Unfortunately for them, or more importantly the British and Canadian units in the line at Hannover, the units of 6th Guards Tank Army which had occupied hidden positions in the target area had moved as soon as night had descended.
Apart from a handful of supply trucks and lame duck vehicles, nothing of consequence had been destroyed.
At Ceske Kubice the results were far better, with the Soviet 4th Guards Tank Corps and 7th Guards Cavalry Corps still laagering hidden and believing themselves safe.
Lancaster’s and Mosquitoes bathed the area in bombs, destroying tanks, horses and men in equal measure. It was an awful blood-letting and the survivors were in no mood to take prisoners when the New Zealand crew of a stricken Lancaster parachuted down nearby. Vengeful cavalry sabres flashed in the firelight, continuing on when life was long since extinct and the victims no longer resembled men.
On the ground the results on the Allied units were quite devastating as the Soviet Armies resorted to their normal tactic of concentrating their attacks on specific points.
Whole battalions were swept away in an avalanche of shells and rockets.
On each of the five chosen focal points breakthrough was achieved swiftly, the leading Soviet units passing through a desolate landscape tainted by the detritus of what a few minutes beforehand had been human beings and the weapons they served.

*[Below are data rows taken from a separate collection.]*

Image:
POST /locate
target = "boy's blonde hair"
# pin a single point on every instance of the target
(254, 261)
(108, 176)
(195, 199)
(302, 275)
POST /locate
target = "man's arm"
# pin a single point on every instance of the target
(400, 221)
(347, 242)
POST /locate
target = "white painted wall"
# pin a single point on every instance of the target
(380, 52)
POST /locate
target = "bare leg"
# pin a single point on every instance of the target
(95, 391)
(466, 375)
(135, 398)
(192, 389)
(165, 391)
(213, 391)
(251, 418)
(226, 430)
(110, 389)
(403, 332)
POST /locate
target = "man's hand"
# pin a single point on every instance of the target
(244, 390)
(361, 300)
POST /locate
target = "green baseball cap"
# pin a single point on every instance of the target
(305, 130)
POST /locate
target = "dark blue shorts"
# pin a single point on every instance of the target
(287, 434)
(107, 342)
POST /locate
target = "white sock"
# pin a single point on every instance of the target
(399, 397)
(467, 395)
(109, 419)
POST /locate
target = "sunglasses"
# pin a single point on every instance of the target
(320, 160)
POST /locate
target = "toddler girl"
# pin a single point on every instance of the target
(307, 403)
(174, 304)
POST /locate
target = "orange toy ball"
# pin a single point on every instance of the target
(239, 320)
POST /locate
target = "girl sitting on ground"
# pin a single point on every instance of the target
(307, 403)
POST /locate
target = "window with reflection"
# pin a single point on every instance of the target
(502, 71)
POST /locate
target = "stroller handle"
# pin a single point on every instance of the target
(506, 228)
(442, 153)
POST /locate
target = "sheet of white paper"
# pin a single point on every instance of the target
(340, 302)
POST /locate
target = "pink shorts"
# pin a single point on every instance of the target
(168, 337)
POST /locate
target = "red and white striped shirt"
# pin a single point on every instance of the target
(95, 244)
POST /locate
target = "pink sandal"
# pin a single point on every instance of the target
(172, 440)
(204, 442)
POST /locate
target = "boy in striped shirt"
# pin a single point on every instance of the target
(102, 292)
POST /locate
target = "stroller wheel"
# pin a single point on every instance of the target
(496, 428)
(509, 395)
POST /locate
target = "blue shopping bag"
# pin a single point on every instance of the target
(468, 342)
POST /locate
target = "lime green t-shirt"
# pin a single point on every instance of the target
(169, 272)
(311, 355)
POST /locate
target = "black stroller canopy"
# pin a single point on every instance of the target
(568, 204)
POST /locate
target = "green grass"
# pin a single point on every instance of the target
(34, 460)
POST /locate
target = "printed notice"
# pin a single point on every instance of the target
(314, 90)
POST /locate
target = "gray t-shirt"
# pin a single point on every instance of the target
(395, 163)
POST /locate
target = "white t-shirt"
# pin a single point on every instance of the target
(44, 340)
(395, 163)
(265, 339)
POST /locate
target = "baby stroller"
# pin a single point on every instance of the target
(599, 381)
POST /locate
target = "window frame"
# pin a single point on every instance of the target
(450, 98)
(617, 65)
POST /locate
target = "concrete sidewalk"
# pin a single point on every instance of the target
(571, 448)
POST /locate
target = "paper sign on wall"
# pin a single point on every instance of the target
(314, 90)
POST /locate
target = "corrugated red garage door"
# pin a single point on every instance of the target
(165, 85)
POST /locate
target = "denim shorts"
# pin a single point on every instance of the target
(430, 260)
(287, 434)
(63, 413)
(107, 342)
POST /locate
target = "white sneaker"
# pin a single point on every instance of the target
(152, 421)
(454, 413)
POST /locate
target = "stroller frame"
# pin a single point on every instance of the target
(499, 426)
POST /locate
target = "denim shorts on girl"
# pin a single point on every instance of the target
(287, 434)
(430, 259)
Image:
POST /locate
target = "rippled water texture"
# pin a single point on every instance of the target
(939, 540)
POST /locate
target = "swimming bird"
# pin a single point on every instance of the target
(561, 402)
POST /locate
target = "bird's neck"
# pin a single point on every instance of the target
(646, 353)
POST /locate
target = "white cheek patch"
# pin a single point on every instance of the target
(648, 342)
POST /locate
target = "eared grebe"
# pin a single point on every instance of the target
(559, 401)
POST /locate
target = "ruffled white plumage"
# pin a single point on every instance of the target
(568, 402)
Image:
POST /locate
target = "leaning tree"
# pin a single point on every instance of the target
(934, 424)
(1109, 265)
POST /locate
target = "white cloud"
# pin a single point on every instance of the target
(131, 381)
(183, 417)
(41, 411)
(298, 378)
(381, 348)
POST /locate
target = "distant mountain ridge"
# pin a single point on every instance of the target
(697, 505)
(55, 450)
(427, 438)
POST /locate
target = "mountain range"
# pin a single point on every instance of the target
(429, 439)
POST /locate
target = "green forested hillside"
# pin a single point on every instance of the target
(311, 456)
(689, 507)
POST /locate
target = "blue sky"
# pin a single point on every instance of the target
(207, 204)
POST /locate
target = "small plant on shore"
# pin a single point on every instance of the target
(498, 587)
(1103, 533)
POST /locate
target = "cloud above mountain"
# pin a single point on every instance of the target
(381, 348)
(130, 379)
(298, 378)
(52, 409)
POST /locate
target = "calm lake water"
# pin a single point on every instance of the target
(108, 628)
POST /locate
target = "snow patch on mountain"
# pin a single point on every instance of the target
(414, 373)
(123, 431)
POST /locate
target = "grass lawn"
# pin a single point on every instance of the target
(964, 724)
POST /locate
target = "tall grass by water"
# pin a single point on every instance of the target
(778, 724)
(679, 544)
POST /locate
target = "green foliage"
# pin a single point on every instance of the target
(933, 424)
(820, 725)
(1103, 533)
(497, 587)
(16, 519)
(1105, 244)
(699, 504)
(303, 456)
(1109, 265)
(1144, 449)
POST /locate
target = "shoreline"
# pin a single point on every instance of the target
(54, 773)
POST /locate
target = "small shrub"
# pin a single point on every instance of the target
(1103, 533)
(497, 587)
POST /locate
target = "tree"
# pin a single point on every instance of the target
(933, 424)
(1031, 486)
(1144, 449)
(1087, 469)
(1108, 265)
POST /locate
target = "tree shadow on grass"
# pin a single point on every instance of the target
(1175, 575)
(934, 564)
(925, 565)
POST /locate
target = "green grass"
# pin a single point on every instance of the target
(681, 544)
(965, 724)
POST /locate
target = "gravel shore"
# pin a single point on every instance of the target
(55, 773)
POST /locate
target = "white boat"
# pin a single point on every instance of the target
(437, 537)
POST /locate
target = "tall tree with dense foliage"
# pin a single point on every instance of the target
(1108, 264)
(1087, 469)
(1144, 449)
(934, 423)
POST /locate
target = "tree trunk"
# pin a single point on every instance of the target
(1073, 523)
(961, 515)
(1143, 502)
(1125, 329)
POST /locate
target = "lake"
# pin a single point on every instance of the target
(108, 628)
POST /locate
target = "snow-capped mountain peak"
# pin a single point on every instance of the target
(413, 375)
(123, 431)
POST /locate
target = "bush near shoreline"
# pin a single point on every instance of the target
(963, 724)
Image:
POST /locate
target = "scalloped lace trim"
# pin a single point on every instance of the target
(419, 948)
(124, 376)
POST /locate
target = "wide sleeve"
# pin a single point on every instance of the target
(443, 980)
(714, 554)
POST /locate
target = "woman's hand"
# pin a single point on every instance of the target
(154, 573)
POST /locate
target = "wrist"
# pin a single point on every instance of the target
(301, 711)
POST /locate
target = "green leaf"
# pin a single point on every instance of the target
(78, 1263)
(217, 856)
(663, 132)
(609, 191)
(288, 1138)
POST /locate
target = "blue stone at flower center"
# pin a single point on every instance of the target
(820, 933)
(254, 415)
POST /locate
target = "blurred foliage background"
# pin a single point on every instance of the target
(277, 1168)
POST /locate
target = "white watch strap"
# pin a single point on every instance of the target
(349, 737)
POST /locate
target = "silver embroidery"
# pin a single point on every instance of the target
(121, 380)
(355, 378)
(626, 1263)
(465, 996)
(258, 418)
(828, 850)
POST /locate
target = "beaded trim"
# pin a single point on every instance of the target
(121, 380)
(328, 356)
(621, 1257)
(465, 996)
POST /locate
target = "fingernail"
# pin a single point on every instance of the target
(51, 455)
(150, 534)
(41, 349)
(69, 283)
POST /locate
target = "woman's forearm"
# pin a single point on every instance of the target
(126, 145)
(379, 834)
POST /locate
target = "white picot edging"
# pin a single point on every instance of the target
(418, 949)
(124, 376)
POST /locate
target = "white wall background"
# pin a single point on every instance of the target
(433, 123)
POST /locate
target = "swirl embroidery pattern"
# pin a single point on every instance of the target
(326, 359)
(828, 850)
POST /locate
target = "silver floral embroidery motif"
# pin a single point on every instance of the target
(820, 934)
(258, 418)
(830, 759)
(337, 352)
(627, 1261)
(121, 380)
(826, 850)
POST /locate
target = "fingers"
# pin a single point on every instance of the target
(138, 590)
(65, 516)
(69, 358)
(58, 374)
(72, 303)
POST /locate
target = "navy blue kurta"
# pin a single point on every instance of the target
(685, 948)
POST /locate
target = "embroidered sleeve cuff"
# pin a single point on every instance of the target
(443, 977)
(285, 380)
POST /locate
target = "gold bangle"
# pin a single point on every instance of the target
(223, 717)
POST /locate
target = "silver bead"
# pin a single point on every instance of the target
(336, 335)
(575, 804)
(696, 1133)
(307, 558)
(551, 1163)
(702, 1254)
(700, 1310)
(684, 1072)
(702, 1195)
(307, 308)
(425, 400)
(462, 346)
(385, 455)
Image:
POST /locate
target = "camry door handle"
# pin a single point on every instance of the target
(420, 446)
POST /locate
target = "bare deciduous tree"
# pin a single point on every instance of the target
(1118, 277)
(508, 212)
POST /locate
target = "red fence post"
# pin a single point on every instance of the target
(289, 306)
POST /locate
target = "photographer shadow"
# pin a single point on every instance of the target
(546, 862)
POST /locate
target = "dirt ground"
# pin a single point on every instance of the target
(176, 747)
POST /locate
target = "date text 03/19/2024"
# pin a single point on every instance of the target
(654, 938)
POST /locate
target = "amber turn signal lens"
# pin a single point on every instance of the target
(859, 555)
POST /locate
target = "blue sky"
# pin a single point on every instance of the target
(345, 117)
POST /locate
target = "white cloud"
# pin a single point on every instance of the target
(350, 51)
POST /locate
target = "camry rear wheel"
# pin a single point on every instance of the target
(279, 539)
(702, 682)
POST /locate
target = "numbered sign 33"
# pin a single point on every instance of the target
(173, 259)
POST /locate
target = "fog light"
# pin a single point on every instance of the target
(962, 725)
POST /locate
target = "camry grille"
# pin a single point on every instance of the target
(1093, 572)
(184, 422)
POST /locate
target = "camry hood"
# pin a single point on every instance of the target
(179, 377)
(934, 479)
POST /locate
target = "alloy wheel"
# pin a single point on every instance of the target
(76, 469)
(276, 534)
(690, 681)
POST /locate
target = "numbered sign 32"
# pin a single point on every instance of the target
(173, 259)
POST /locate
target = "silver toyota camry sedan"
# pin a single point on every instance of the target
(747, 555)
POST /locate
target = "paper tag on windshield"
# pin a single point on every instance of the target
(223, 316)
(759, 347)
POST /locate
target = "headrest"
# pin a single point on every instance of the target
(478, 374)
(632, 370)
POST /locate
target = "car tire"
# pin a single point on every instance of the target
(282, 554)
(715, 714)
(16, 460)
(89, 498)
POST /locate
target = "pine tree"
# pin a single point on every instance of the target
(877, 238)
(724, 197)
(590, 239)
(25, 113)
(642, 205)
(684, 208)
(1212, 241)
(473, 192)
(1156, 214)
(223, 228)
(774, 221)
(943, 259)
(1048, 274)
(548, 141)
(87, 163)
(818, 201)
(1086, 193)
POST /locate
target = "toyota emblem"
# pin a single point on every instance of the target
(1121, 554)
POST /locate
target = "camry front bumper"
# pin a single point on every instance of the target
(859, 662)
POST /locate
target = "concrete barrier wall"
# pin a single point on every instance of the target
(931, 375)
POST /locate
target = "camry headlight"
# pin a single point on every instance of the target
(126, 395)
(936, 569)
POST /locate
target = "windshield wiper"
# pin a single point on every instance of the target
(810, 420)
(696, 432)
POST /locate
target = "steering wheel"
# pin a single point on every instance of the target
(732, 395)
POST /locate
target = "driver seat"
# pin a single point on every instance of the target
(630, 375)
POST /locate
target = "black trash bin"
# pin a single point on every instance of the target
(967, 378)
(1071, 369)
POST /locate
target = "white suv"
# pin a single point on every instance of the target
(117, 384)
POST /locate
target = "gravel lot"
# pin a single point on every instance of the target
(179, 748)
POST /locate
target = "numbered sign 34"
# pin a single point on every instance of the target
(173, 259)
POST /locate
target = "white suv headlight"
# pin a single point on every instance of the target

Occasionally a group of shell-shocked troops rallied and fought back, but in the main only the odd desultory shot greeted the advancing Red Army.
The reports of advances were immediately sent back and within twenty minutes Zhukov knew he had all five breakthroughs ready to exploit, and ordered the operations to go ahead as planned.
Ten minutes after Zhukov’s orders had gone out, a bleary eyed Eisenhower, woken from his much needed sleep to swiftly throw on his previous day’s shirt and trousers, learned that he no longer had an intact front line and that a disaster was in the making.